Roxaneが(たぶん)彼女はこのツールのことを本にするためにやってきたイラストレーターで、帯同して取材をするよ、みたいなことをフランス語で説明してくれたので、なんとかこれだけは、と覚えたフランス語で、じゅまぺーる餃子隊員(本当はあたりまえだけど本名を言った)、と自己紹介をする。
頭の中は、推しがいる!!! 推し!!! 近い!!! でいっぱい。
そしてフフ、と笑い声をもらした推しの口から出てきた言葉とは!!!
「じゅまぺーるしるゔぁん」
存じ上げております!!! お茶目!!! かわいい!!!
そして追い討ち、死体蹴りが続く。
やめて…餃子隊員のライフはもうゼロよ…。
「ミラノで会ったよね。ねえ、新しいステッカーはある?」
なんと、彼が口にしたのは英語だった。
えーーーーーー!!! 英語じゃん!!!
このひと英語を言うの!? クイックステップ時代、英語で数字を数えただけでスタッフがどよめいた男だよ…?
私がフランス語わかんないから…英語を言ってくれたの…?
いやそれより、開口一番にステッカーか…推しそういうところだぞ…私に限らず、日本人のファンはステッカーを配る民族だと思われていないか? 自業自得なんだけどさ。
そういう心情は表に出さず、というか出せず、ほとんど反射で提げていたサコッシュからステッカーを取り出して渡す。
それで、あの人なんて言ったと思います?
メルシー、じゃなくて、サンキューって、言ったんですよ。
ほんとあなたそういうところだからさあ…人たらし…好き…。
これでもう全部やりきったぐらいになってしまった私は、握手もツーショットもサインも求めずに終わらせてしまった。
バカ…。
そして心臓痛い…となっていたら、そのまま朝食中の他の選手のところへも続けて連行された。
待って待ってキャパオーバー。
大事なレースの初日だというのに、みんなにこやかに挨拶してくれて良かった。ピリピリしている空気はない。
これはツールを通しての印象なのだが、とても朗らかで牧歌的なチームなのだ。当然、真剣な表情で話し合っていることはあるが、根底にあるのはそういう雰囲気だった。
再び自己紹介をしながら、ステッカーを配る…配る…。
クレメントとウィス、エルミガーがいなかったので、彼らには会えなかった。みんなそれぞれ朝食に降りてくる時間が違うのね〜と思う。自分のルーティンがあるのだろう。
朝食会場で挨拶ができた選手の中で、パンタノはすぐにインスタにステッカーの写真をアップしてくれる。人並みに絵描きとしての承認欲求はあるので、褒めてもらえると嬉しい。
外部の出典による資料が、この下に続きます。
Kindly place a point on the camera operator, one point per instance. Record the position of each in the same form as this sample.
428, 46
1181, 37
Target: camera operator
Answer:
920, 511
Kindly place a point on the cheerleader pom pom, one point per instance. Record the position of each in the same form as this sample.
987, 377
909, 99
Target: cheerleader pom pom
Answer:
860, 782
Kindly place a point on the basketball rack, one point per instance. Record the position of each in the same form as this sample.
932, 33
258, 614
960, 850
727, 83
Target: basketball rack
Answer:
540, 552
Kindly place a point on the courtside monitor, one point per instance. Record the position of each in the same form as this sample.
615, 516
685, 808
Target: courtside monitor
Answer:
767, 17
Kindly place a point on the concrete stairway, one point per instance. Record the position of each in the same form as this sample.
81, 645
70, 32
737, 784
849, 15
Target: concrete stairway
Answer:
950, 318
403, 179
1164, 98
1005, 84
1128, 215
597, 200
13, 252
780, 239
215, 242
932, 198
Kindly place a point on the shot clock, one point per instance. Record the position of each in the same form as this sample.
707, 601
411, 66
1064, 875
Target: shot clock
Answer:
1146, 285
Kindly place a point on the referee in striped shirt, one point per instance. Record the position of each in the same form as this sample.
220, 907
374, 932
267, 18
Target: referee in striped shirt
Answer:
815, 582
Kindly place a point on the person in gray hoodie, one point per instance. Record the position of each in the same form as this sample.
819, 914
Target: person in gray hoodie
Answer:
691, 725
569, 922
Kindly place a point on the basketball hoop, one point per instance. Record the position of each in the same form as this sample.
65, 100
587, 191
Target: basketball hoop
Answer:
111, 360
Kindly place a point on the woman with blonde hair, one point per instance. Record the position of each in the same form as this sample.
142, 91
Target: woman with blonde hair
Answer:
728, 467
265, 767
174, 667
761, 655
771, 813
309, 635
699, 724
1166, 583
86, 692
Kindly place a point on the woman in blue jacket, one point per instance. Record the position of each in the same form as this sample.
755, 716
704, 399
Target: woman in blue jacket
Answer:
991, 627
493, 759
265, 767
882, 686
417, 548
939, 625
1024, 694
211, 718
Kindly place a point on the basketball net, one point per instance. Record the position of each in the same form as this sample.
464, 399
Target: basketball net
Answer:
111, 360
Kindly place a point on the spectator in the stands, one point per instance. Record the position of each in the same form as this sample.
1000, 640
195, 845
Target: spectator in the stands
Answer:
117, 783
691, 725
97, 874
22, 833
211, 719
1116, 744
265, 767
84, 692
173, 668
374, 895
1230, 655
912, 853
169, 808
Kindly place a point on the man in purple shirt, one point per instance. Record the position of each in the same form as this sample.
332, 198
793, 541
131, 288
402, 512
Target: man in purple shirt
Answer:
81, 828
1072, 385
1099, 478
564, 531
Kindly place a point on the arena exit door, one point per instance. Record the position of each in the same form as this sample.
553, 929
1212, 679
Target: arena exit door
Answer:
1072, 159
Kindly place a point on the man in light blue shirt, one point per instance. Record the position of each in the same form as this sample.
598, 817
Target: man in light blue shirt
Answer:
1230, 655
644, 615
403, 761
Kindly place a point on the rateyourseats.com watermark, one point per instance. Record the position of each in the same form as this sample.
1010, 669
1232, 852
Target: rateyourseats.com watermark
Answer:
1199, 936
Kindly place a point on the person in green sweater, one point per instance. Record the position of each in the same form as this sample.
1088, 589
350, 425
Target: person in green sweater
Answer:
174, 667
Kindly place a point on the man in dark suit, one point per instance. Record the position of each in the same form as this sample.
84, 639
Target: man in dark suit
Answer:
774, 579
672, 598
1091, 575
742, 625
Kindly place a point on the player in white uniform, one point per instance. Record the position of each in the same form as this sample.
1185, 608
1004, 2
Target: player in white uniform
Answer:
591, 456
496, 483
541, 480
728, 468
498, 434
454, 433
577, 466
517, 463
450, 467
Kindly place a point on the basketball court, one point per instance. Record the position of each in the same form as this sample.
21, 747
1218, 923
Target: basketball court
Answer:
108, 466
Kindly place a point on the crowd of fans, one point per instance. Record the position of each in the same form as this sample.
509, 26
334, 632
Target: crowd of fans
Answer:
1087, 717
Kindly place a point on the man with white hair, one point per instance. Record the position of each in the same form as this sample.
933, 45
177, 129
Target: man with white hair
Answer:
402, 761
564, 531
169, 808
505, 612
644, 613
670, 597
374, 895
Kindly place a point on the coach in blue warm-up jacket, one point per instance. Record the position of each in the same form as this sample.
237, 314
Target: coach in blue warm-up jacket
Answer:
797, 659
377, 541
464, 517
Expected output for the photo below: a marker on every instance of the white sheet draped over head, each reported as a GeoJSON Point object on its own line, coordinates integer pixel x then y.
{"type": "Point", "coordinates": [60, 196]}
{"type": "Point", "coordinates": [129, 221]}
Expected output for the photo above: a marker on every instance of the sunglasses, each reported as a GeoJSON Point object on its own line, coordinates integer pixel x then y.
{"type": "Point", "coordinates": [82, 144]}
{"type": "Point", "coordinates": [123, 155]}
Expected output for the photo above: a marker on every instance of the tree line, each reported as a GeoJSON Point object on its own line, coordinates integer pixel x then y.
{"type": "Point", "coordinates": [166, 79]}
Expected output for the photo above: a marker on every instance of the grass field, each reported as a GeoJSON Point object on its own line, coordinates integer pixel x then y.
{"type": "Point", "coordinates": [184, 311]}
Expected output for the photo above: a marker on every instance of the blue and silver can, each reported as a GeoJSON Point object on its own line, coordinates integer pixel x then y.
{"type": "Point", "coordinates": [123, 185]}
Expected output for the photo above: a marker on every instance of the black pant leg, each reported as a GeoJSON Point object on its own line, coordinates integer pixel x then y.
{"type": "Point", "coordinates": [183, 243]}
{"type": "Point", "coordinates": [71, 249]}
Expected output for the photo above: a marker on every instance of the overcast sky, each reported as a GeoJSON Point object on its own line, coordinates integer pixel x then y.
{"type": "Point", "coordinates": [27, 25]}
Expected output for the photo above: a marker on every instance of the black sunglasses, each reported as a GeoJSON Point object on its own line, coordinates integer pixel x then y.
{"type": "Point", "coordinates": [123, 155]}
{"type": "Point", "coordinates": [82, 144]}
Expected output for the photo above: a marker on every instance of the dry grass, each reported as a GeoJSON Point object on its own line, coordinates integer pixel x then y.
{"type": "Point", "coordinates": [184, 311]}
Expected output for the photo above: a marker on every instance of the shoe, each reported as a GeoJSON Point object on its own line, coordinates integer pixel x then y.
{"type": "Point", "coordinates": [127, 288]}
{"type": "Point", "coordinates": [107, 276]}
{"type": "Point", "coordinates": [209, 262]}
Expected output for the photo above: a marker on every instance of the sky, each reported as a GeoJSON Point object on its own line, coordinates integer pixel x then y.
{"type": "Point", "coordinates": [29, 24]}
今回、せっかくの大舞台だからとツールへ出場する選手全員分の似顔絵を用意したので、絵を描くために全員の名前と経歴はざっくり覚えられたのですごいよかった。描けば覚える。描いて覚える。絵描きの特技であり、特権だなと思う。
これで自信をつけた私、そういえばチームウエアとかをあげるからと言われたので、着替えの服は必要最低限しか持ってきていないのですが?? ということを思い出して、Roxaneに聞いてみる。
すると、そんなものはない、余剰はない、と一蹴されてしまった。
あーーーーーこれAlfonsoからもろもろ伝わってないやつ!伝わってないやつだ!!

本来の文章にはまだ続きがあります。